Broadband speeds should be available by premises address

Broadband providers should allow customers to compare the estimated broadband speed they can receive direct to their home rather than to their postcode, the Local Government Association (LGA) has said.

The LGA believes that Ofcom should have the power to request address level data from providers in order to monitor the accuracy of speed predictions and for third parties to have access to live data on household speeds to present accurate comparisons to consumers.

At present, there is no one place that consumers can compare side by side estimates of the broadband speeds that providers could supply to their home, receiving only postcode estimates.

The LGA has recently campaigned for greater transparency for broadband users by calling for a change to the rules which allow providers to promote ‘up to’ download speeds if they can demonstrate that just 10 per cent of their customers can achieve them.

As part of the Bill, the Government will also give everybody the legal right to request a broadband connection capable of delivering a minimum download speed of 10Mbps by 2020.

As part of the Digital Economy Bill, due to have its second reading in Parliament on 13 September, the government will also give everybody the legal right to request a broadband connection capable of delivering a minimum download speed of 10Mbps by 2020.

Cllr Mark Hawthorne, chairman of the LGA's People and Places Board, said: "Good digital connectivity is a vital element of everyday life for residents.
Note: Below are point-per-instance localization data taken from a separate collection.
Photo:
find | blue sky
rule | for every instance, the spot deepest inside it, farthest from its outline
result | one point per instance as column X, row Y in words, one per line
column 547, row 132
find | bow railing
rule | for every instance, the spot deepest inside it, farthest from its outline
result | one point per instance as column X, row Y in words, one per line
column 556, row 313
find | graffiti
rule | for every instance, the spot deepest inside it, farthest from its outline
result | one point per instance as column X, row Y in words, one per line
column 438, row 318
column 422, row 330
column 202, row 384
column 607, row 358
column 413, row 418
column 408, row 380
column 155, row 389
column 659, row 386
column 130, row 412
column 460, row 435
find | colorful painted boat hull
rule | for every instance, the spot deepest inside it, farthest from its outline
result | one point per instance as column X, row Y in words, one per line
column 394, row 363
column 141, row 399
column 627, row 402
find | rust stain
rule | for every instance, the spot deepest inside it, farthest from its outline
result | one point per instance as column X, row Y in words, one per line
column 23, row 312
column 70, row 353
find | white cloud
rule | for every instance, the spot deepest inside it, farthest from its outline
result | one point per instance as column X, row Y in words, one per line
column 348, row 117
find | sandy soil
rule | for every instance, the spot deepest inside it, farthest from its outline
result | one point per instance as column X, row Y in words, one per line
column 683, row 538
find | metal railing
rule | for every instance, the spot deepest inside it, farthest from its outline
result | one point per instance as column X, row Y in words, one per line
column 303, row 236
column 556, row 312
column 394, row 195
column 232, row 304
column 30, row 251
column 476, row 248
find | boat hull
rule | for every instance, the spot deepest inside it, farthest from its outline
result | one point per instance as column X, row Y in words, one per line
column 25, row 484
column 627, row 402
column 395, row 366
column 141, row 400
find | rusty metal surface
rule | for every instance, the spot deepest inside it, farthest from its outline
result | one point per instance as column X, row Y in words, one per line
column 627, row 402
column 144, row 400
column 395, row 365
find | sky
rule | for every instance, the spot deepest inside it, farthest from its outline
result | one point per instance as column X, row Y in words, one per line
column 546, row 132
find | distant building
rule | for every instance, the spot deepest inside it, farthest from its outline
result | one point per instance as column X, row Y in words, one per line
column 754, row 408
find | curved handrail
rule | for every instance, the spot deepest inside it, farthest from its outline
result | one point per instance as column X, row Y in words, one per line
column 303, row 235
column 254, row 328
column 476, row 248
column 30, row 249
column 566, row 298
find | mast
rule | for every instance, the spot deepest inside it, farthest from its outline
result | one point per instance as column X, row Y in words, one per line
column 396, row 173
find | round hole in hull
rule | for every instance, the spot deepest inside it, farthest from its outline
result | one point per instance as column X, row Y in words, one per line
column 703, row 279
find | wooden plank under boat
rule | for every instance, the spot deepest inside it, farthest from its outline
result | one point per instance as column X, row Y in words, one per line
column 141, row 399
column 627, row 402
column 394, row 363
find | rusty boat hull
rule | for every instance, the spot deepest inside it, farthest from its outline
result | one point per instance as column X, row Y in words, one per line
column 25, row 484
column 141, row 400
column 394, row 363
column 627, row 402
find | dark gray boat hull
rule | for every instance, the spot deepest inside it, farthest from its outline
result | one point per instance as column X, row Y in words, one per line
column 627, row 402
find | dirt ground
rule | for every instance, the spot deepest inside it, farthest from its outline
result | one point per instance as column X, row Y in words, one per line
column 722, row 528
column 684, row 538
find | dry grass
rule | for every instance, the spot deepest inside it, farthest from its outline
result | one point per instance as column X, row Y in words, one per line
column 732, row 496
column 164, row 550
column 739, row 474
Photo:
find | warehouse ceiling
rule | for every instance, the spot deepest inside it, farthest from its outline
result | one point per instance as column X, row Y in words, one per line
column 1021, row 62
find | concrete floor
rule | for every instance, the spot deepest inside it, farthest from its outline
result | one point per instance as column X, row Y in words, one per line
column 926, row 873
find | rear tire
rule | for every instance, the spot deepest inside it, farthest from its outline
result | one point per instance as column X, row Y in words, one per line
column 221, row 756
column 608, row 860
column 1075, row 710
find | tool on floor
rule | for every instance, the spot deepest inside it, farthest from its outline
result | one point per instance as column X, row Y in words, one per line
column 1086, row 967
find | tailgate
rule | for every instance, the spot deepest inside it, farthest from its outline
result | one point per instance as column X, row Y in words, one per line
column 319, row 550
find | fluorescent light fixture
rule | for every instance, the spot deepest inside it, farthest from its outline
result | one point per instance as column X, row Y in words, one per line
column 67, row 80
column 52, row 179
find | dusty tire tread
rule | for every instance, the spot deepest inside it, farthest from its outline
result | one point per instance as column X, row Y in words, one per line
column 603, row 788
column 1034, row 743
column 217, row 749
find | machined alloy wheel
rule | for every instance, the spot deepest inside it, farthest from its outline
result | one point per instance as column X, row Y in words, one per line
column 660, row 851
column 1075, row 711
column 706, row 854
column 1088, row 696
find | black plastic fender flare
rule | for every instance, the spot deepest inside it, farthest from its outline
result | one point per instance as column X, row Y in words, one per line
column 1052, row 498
As central and local government services increasingly become ‘digital by default', more people will need to have faster and more reliable speeds.

"The quality of digital connectivity can be markedly different from area to area with some households being able to access superfast broadband speeds whilst others can only achieve substantially less. We support the government's aims to allow Ofcom to demand providers open up their premises-level data on broadband so that residents can more easily compare who will provide the best service to their home - not just their postcode, which can often be inaccurate."